McMaster University researchers have developed a new cancer immunotherapy strategy that can simultaneously attack deadly brain tumors and the immune cells that help them grow.
The study was published on July 1, naturefocuses on glioblastoma, one of the most aggressive and difficult to treat cancers, and on immune cells called macrophages, which normally help protect the body from infection. But glioblastomas can hijack these cells and use them to help the tumor grow, suppress immune attacks, and resist treatment.
Researchers identified non-metastatic melanoma protein B (GPNMB), a glycoprotein present in cancer cells and these tumor-supporting macrophages. This has presented a unique opportunity to design therapies that target both the tumor and the immune environment that helps maintain it. Through the use of chimeric antigen receptor T-cell therapy (CAR-T), the research team showed how CAR-T cells can recognize GPNMB and attack tumors from both sides simultaneously.
“Rather than treating tumors simply as a mass of cancer cells, we suggest that glioblastomas should be treated as a connected tumor and immune ecosystem,” says lead author Sheila Singh, professor of surgery at McMaster University. “Our approach attacks both the tumor and the environment in which it grows. We don’t just target the cancer and eliminate the immune cells that help protect it from treatment.”
In several preclinical models of glioblastoma, including those grown from tumors in human patients, this therapy eliminated detectable tumor and resulted in long-term disease-free survival in these models.
The study builds on previous work by University of Calgary researchers developing CAR-T therapies that target GPNMB, including the first human clinical trial in patients with metastatic sarcoma, a type of cancer that starts in connective tissue. Details of the trial were published at the same time. natural cancer. Together, these studies highlight GPNMB as a promising target across cancer types and provide a foundation for communicating this strategy to patients.
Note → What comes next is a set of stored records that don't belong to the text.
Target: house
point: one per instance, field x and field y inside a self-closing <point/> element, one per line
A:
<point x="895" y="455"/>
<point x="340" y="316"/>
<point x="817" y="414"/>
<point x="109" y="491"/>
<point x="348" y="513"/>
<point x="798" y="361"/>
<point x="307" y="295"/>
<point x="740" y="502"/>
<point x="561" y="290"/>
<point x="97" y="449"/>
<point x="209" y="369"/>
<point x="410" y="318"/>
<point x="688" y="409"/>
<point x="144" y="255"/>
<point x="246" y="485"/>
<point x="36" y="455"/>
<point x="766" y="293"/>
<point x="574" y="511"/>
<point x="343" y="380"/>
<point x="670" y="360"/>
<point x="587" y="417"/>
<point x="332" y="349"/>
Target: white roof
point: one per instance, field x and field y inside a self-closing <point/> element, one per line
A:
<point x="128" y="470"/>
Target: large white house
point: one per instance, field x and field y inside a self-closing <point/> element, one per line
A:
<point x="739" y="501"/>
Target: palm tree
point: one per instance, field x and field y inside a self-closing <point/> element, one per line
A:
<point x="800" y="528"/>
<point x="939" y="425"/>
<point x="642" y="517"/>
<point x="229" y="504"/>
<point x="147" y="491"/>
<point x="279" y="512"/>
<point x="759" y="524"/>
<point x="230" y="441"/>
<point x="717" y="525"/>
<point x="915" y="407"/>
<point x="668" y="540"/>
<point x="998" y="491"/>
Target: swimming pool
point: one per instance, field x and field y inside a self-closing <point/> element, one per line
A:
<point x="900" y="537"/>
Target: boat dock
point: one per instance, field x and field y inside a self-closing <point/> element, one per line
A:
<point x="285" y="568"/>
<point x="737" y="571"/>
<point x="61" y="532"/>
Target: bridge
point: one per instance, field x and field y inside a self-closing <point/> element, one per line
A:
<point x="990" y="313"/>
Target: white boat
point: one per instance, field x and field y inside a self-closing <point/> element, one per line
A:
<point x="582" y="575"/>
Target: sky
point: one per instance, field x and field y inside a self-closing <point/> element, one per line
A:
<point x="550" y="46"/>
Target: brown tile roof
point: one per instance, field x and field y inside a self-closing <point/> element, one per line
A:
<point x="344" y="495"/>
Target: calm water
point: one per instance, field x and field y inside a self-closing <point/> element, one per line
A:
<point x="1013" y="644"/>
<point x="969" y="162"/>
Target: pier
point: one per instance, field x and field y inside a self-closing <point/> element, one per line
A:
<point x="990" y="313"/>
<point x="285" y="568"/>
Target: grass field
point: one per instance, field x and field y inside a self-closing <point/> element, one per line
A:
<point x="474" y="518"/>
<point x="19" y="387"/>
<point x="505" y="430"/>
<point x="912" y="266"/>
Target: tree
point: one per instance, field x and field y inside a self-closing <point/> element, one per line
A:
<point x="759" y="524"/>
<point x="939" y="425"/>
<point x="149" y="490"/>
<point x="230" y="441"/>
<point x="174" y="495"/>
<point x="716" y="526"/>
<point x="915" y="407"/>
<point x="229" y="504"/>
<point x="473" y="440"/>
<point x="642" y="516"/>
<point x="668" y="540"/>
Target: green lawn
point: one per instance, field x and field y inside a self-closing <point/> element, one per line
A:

Although CAR-T therapy has been effective in some blood cancers, it has been difficult to translate that success to brain tumors. Most approaches have focused on killing only cancer cells. Our study suggests that the immune support system that helps tumors survive may also need to be dismantled. ”
Shan Grewal, co-lead author, McMaster MD/PhD candidate
Researchers stress that more research is needed before the treatment can advance to clinical trials. The study included collaborators from King’s College London, Northwestern University, the University of Calgary, the University of Toronto, and the Hospital for Sick Children.
This research was supported by the Terry Fox Research Institute, Brain Canada, Cancer Research Association, Brain Cancer Canada, and Brain Tumor Foundation of Canada.